MARKET REPORT

Stocks plummet, mostly recover

Specialist Henry Becker works with traders Thursday at his post on the floor of the New York Stock Exchange.
Specialist Henry Becker works with traders Thursday at his post on the floor of the New York Stock Exchange.

NEW YORK - Investors recovered their poise after a shaky start to trading on Wall Street that sent stocks sharply lower.

U.S. markets plummeted immediately after the opening bell Thursday after a global slump prompted in part by an unexpectedly weak report on manufacturing in China. Concern that the Federal Reserve might ease back on its economic stimulus program sooner than expected also had riled investors.

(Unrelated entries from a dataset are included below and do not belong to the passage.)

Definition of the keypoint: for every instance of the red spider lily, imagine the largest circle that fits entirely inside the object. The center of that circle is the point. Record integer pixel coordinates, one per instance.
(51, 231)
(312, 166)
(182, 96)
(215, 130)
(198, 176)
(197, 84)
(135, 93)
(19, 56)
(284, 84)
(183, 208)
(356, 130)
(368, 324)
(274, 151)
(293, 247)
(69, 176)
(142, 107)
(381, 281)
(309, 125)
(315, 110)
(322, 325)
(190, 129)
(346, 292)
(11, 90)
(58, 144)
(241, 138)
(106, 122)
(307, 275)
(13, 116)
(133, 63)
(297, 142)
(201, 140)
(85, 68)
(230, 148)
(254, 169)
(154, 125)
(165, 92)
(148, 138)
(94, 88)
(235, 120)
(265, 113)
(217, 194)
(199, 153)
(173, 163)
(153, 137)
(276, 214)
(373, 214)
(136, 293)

The dip gave investors who had missed this year’s rally in stocks an opportunity to get into the market, and by midday stocks had recouped most of their early losses. The market even climbed into positive territory by midday, before ending the day marginally lower.

“Most institutions, most hedge funds and most individuals have watched the market go up without them, so the dips are being bought,” said Jim Russell, regional investment director at U.S. Bank. “There’s a very strong case for U.S. stocks.”

The Dow Jones industrial average ended the day 12.67 points lower, or 0.1 percent, at 15,294.50, after falling as much as 127 points during the first hour of trading. The Standard & Poor’s 500 index closed down 4.84 points to 1,650.51, or 0.3 percent. The Nasdaq composite fell 3.88 points, or 0.1 percent, to 3,459.42.

Declining stocks outnumbered advancers on the New York Stock Exchange. Consolidated volume was above average at 3.83 billion shares.

For the most part, the U.S. stock market has been one way traffic for investors this year, with steady gains being punctuated by infrequent declines. Optimism has been stoked by a pickup in hiring at U.S. employers, a recovery in the housing market and record profits at U.S. corporations.

All that has helped push the Dow up 16.7 percent this year. The Standard & Poor’s 500 index is up 15.7 percent since the start of 2013.

On Thursday though, trading was volatile.

A sell-off in global markets came after minutes from the latest Fed meeting, released Wednesday afternoon, indicated that several policymakers are leaning toward slowing the central bank’s bond-buying program as early as June, sooner than many investors anticipated, if the economy continues to recover.

The central bank is spending $85 billion a month buying bonds. That program has been keeping interest rates low in an effort to encourage borrowing, spending and investing. It’s also meant to encourage investors to buy risky assets such as stocks.

Investors also were unsettled by a report Thursday that showed manufacturing in China, the world’s No. 2 economy, unexpectedly shrank this month. HSBC Corp. said the preliminary version of its monthly purchasing managers index had dropped to a seven-month low.

China’s booming economy has been a major driver of global growth in recent years and investors worry when they see signs that it’s slowing down.

Stocks fell sharply in Asia on Thursday. Japan’s Nikkei index dropped 7.3 percent after news was released about the slowdown in Chinese manufacturing.

The declines extended to Europe, where Germany’s DAX index, which has been at a record high, slid 2.1 percent.

The sell-off looked set to continue when trading opened in New York, but the drop quickly hit bottom and shares reversed course.

Some investors also reevaluated the concern about the Fed easing, or tapering, its economic stimulus program.

Any pullback of the Fed’s stimulus should be seen as a positive signal because it would mean that the U.S. economy is getting stronger, said Joe Quinlan, chief market strategist at U.S. Trust.

“When the Fed starts to taper, the fundamentals of the U.S. economy have improved even further than we have already seen,” said Quinlan. “The Fed tapering is actually a good story for U.S. equities and the economy.”

In U.S. government bond trading, the yield on the benchmark 10-year Treasury note edged down to 2.02 percent from 2.04 percent. The yield on the note falls when the bond’s price rises.